Berlin, February 03, 2017, http://transmediale.de/
A busy panel with lots of people: Jessie McLean, media artist, presenting eternal Photoshop climbing video. Grada Kilomba, writer and artist, focusing on colonial and postcolonial topics, emancipation of marginalized groups. Susan Schuppli, media artist, utilizing found footage of massacres to question mediated evidence. Ryan Bishop, media/political theorist talking about media, culture and nature. Richard Grusin, media studies theorist, talking about media and mediation as starting point of dividing binary definitions. Elvia Wik, writer and editor, moderated the discussion.
Kilomba caught my attention in a negative way in the beginning, as she appeared as the typical self-centered artist, attempting to use her 5 minutes of fame to explain her latest video installation from a recent biennale participation, and on top of that garnishing this self-promotion as a kind of important act of somehow overcoming colonial injustice. The art might have been good, but the presentation… a bit over the top. But that was not all… to be continued below.
Interesting ideas even though not revolutionary ideas came from Bishop and Grusin, both academics/theorists. Bishop reiterated the old idea that there is no nature before culture, i.e. that we live within culture, and everything we do, perceive or express is based on cultural patterns. Grusin chipped in his own five cents by adding that indeed, mediation should be seen as the beginning of everything: Only by expressing one’s view about the other, the other comes into being (culture vs. nature, black vs. white, etc.).

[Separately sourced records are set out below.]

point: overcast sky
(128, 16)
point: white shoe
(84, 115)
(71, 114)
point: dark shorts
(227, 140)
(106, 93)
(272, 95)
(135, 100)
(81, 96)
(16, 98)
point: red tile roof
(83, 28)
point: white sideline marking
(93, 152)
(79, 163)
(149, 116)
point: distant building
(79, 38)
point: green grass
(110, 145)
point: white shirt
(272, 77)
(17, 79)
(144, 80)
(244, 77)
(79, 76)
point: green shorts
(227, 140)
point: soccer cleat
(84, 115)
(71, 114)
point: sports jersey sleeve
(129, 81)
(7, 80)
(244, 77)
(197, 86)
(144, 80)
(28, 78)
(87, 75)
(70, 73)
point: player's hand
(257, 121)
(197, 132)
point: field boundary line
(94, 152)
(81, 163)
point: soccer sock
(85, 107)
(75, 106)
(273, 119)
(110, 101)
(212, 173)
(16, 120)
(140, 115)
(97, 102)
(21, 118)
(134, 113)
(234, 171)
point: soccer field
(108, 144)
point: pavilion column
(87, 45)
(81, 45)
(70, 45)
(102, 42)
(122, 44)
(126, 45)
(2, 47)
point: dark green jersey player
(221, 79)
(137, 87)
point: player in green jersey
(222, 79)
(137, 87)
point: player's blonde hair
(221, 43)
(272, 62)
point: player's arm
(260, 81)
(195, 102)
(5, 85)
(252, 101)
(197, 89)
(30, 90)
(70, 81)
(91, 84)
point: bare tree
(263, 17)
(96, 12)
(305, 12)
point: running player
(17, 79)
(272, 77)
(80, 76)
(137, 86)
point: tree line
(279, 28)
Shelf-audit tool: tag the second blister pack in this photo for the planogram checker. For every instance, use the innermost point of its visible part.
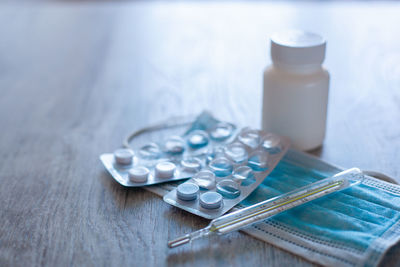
(231, 173)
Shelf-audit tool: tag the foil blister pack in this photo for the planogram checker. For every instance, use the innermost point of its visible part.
(174, 158)
(231, 172)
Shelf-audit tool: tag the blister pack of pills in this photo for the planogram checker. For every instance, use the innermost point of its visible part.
(231, 173)
(173, 158)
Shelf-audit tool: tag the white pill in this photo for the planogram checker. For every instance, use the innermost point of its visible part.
(138, 174)
(187, 191)
(165, 170)
(211, 200)
(123, 156)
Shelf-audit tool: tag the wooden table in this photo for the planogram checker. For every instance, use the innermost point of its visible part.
(75, 78)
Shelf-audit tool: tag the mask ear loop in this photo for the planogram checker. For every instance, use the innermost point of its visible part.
(170, 123)
(380, 176)
(186, 120)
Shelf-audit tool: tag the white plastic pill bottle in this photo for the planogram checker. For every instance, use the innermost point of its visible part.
(296, 86)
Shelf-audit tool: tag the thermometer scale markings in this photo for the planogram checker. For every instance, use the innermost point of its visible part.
(338, 183)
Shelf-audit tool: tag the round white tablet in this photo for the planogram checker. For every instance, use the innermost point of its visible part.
(211, 200)
(187, 191)
(165, 169)
(123, 156)
(138, 174)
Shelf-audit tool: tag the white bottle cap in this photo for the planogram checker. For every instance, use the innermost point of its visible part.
(297, 48)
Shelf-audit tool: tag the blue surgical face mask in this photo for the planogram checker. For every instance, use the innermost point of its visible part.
(354, 227)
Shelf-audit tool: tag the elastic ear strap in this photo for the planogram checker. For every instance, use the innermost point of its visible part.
(171, 123)
(186, 120)
(380, 176)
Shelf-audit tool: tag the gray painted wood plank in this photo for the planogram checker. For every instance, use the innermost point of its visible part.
(75, 78)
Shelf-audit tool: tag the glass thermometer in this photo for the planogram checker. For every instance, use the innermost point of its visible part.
(265, 209)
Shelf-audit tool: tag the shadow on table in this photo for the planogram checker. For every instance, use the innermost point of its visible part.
(124, 197)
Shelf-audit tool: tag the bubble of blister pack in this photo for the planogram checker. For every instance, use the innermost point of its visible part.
(174, 145)
(250, 137)
(213, 153)
(191, 164)
(150, 151)
(258, 160)
(228, 189)
(198, 139)
(222, 131)
(205, 179)
(272, 143)
(221, 166)
(236, 152)
(243, 175)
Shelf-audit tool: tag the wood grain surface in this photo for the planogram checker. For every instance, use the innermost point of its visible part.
(76, 77)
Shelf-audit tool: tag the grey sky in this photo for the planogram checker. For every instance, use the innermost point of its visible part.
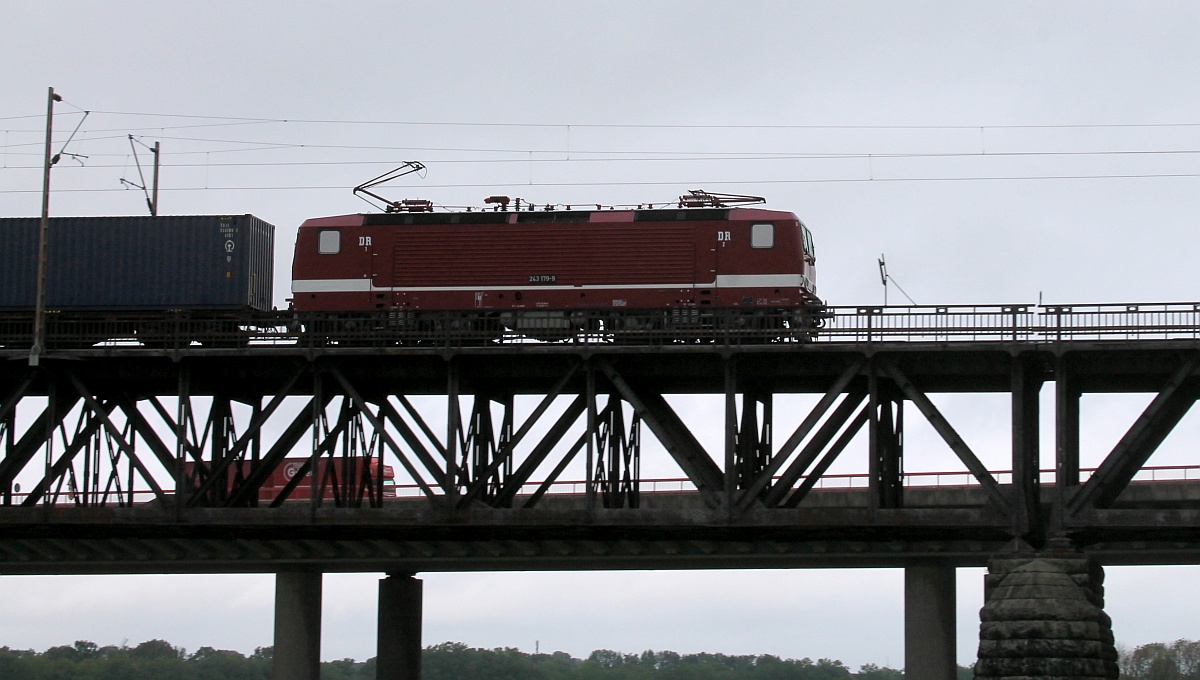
(957, 120)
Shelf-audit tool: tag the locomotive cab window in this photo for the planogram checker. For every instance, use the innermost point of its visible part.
(762, 235)
(329, 241)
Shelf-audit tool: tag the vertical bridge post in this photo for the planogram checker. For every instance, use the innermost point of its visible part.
(399, 651)
(297, 654)
(929, 621)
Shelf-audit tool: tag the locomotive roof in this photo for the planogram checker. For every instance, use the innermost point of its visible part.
(555, 216)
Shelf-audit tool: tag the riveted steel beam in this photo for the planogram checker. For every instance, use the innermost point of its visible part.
(1164, 411)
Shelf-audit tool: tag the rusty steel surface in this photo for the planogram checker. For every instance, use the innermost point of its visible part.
(135, 458)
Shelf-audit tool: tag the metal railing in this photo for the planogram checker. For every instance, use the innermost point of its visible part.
(846, 481)
(651, 329)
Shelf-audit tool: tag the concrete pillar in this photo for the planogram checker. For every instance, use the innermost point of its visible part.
(297, 626)
(399, 651)
(929, 621)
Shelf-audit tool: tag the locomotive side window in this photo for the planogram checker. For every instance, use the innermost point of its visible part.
(329, 241)
(762, 235)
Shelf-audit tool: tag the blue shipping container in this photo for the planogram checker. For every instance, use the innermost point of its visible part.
(203, 262)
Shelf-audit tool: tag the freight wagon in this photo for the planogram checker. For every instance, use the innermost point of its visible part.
(119, 276)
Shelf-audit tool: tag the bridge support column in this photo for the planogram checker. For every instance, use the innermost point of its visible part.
(399, 651)
(929, 621)
(297, 626)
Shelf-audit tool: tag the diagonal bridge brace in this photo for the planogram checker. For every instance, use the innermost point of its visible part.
(754, 491)
(675, 437)
(949, 435)
(1119, 468)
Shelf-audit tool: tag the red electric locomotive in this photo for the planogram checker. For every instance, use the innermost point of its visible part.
(550, 274)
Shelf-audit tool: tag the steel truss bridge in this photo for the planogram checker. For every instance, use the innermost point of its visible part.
(123, 456)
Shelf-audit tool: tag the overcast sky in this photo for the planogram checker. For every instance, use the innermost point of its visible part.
(995, 151)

Thus, Grusin suggested that instead of trying to reverse or overcome divides between hegemonic and marginalized social groups, one should look at the origins of this divides and explain it from within. This was in part a reaction to Kiloba’s anti-hegemonic approach, trying to open up new spaces for new voices for the disenfranchised, get the power back. By this remark he clearly stepped on Kilomba’s toes, and Kilomba fought back: She accused him of speaking from a privileged position of a white male academic trying to whitesplain lain what the marginalized groups should do, while the marginalized groups themselves do not have the luxury to do so, because they are oppressed and without a choice but to push back against the power exerted over them.
I found her reaction both good but also worrisome. I found it good, because she clearly expressed her position as a black woman, and because it created a unity between what she was expressing in her artworks and what she was expressing in in her words. There was also a deep truth in her words: The oppressed do not get a chance to understand or explain their position, they must fight to be heard. I also found it worrisome, because it was a simple argument that can be used easily against any white male academic no matter what he says, even if he is, as Grusin, on the same (left) side of the political spectrum.
This was an interesting tension. Kilomba’s point showed the limitations of any “anti” movement: It always depends on the existence of the opposite side, which prevents it from ever achieving its goals of removing the differences between both sides. Grusin’s point, on the other hand, showed the limitations of any expression of goodwill from those in capacity of offering a helping hand: By siding with the oppressed, they will be accused of trying to recuperate their voices into the dominant discourse.